Kim joins at least one other candidate for the World Bank’s top post, Nigerian Finance Minister Ngozi Okonjo-Iweala, a respected economist and diplomat who has significant support from emerging-market countries, which have grown restless at seeing the job go routinely to an American.

The post has been held by an American since the bank’s founding after World War Two, and Okonjo-Iweala‘s nomination marks the first time it has been contested.

One other candidate who also had backing from some emerging-market countries, Columbia University economist Jeffrey Sachs, withdrew his name after Kim’s nomination and threw his support to Kim.

Following are some facts about Kim and Okonjo-Iweala. Their nominations will be reviewed by the World Bank’s board.

The review process is expected to be completed by the time the World Bank and International Monetary Fund hold semi-annual meetings in Washington in late April.

JIM YONG KIM

Kim was born in South Korea but moved with his family to the United States as a five-year-old child. His father, a dentist, taught at the University of Iowa, and Kim grew up in Muscatine, Iowa, where he played quarterback for his high school football team and was also school president and valedictorian.
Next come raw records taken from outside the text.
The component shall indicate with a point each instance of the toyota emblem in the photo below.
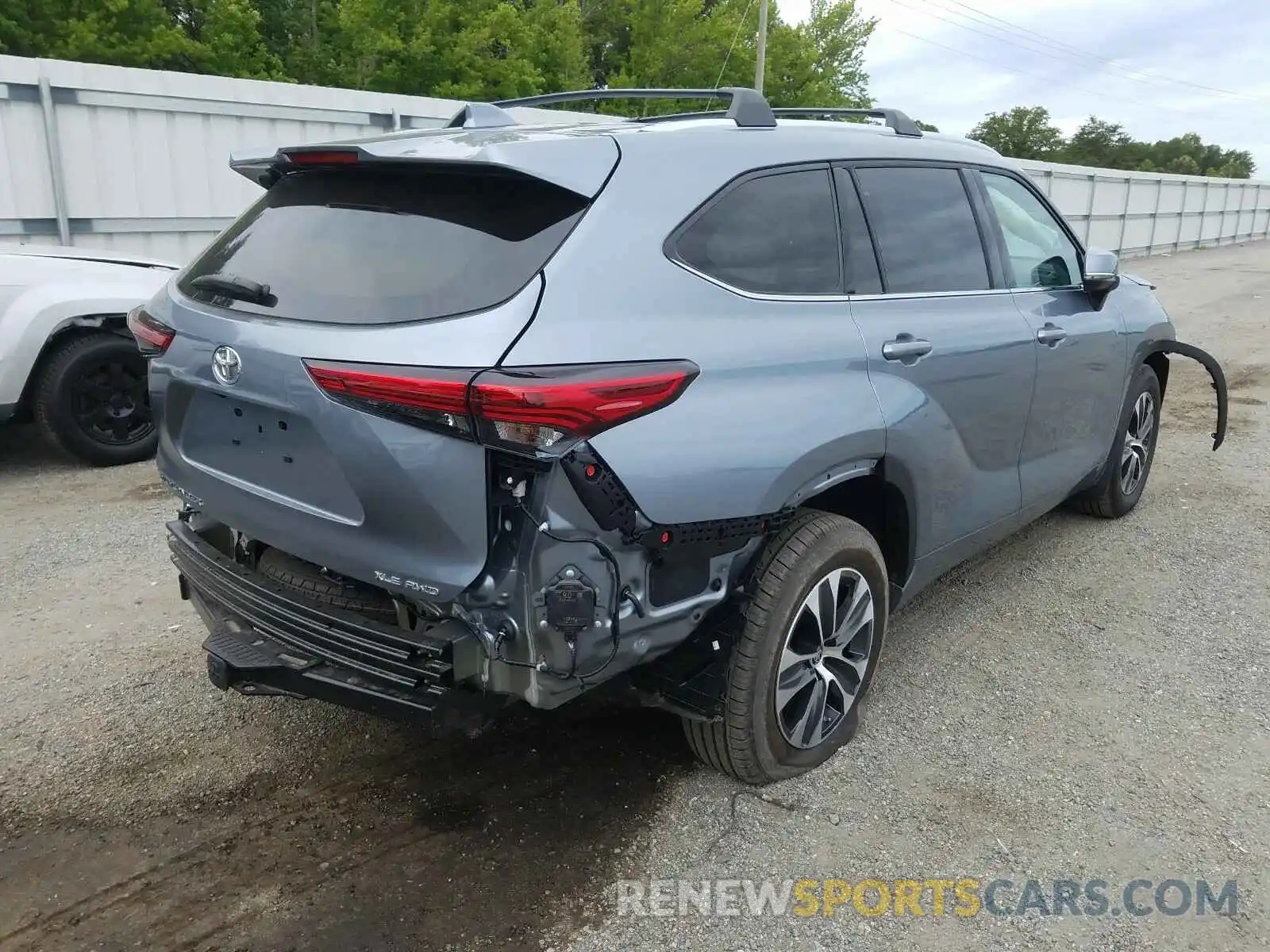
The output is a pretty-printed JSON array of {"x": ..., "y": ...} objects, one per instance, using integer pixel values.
[{"x": 226, "y": 366}]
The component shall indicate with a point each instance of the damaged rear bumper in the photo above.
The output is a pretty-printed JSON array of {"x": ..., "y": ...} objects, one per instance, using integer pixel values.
[
  {"x": 1214, "y": 371},
  {"x": 262, "y": 641}
]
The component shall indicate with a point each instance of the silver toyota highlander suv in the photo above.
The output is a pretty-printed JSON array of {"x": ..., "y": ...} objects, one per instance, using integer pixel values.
[{"x": 689, "y": 405}]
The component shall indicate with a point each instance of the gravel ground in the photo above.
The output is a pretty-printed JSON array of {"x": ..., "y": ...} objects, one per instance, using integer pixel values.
[{"x": 1086, "y": 701}]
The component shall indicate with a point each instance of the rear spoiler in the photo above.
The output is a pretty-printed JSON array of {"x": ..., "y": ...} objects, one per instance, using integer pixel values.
[{"x": 578, "y": 163}]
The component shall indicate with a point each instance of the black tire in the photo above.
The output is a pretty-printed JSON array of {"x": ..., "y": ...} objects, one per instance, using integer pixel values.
[
  {"x": 1108, "y": 498},
  {"x": 749, "y": 743},
  {"x": 313, "y": 585},
  {"x": 92, "y": 400}
]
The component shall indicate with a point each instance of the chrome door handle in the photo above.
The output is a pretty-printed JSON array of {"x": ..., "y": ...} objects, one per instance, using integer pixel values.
[
  {"x": 1051, "y": 334},
  {"x": 906, "y": 348}
]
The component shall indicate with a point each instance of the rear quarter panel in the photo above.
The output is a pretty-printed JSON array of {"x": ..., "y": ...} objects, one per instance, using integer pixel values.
[
  {"x": 40, "y": 298},
  {"x": 783, "y": 401}
]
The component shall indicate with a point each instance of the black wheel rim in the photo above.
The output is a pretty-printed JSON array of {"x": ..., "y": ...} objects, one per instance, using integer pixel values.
[{"x": 111, "y": 401}]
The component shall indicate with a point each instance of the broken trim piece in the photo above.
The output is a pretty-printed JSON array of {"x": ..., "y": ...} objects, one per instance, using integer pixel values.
[{"x": 1214, "y": 371}]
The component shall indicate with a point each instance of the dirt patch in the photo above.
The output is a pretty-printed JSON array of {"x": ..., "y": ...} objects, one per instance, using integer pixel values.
[{"x": 406, "y": 844}]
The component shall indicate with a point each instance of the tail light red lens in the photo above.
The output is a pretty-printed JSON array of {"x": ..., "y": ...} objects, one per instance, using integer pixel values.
[
  {"x": 152, "y": 336},
  {"x": 437, "y": 400},
  {"x": 327, "y": 156},
  {"x": 535, "y": 409},
  {"x": 540, "y": 408}
]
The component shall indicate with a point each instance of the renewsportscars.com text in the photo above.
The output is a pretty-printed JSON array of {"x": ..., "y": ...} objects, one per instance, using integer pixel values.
[{"x": 956, "y": 896}]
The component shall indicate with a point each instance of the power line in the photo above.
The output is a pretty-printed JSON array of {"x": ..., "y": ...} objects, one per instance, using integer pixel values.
[
  {"x": 1145, "y": 76},
  {"x": 1029, "y": 73}
]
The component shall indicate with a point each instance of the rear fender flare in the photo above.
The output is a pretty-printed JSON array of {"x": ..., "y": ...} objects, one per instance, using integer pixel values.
[{"x": 1214, "y": 370}]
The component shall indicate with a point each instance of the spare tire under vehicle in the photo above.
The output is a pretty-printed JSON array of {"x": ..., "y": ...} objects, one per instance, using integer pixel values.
[{"x": 311, "y": 584}]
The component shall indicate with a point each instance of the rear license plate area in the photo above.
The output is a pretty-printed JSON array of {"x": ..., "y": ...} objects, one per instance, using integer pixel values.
[{"x": 264, "y": 447}]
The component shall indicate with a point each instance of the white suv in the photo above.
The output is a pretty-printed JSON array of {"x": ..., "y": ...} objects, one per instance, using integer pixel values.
[{"x": 67, "y": 357}]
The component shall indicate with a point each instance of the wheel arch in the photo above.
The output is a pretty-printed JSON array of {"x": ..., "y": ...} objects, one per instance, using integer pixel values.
[
  {"x": 69, "y": 329},
  {"x": 1159, "y": 362},
  {"x": 880, "y": 501}
]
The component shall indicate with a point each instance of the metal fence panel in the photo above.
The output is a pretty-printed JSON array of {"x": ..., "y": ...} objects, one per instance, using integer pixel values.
[
  {"x": 137, "y": 160},
  {"x": 1137, "y": 213}
]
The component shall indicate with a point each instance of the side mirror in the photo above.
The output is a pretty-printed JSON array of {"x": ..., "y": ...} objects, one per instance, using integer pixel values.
[{"x": 1102, "y": 276}]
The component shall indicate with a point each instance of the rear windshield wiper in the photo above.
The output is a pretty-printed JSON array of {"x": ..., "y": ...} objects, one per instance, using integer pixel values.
[{"x": 238, "y": 289}]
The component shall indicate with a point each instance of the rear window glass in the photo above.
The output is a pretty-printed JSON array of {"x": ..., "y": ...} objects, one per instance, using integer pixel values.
[{"x": 387, "y": 245}]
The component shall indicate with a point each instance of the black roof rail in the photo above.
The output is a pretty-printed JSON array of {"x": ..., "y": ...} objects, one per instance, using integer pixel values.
[
  {"x": 479, "y": 116},
  {"x": 895, "y": 118},
  {"x": 747, "y": 107}
]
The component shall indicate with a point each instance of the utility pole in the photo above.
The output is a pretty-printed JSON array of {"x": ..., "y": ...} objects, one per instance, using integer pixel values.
[{"x": 762, "y": 46}]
He earned a medical degree and an anthropology doctorate from Harvard, where he founded the development non-profit agency Partners in Health with medical school classmate Paul Farmer. The work of PIH in Haiti received widespread attention through the book “Mountains Beyond Mountains.” While working with PIH in Peru, Kim, developed a treatment for a drug-resistant form of tuberculosis.

Kim, 52, was director of the department of HIV/AIDS at the World Health Organization and, while there, led a successful initiative to treat 3 million AIDS patients by 2005. He was elected in 2004 to the Institute of Medicine of the National Academy of Sciences.

NGOZI OKONJO-IWEALA

Okonjo-Iweala is currently finance minister for the African oil-producing nation of Nigeria, an appointment she accepted in mid-2011 after serving as a managing director at the World Bank from late 2007.

The 57-year-old Okonjo-Iweala is regarded as a highly credible candidate, accomplished in politics and development. She would be the first woman to lead the bank.

Educated at Harvard University and the Massachusetts Institute of Technology, Okonjo-Iweala has an extensive background in non-profit work and as a scholar. She worked as a senior fellow and expert on development issues at the Washington-based Brookings Institution.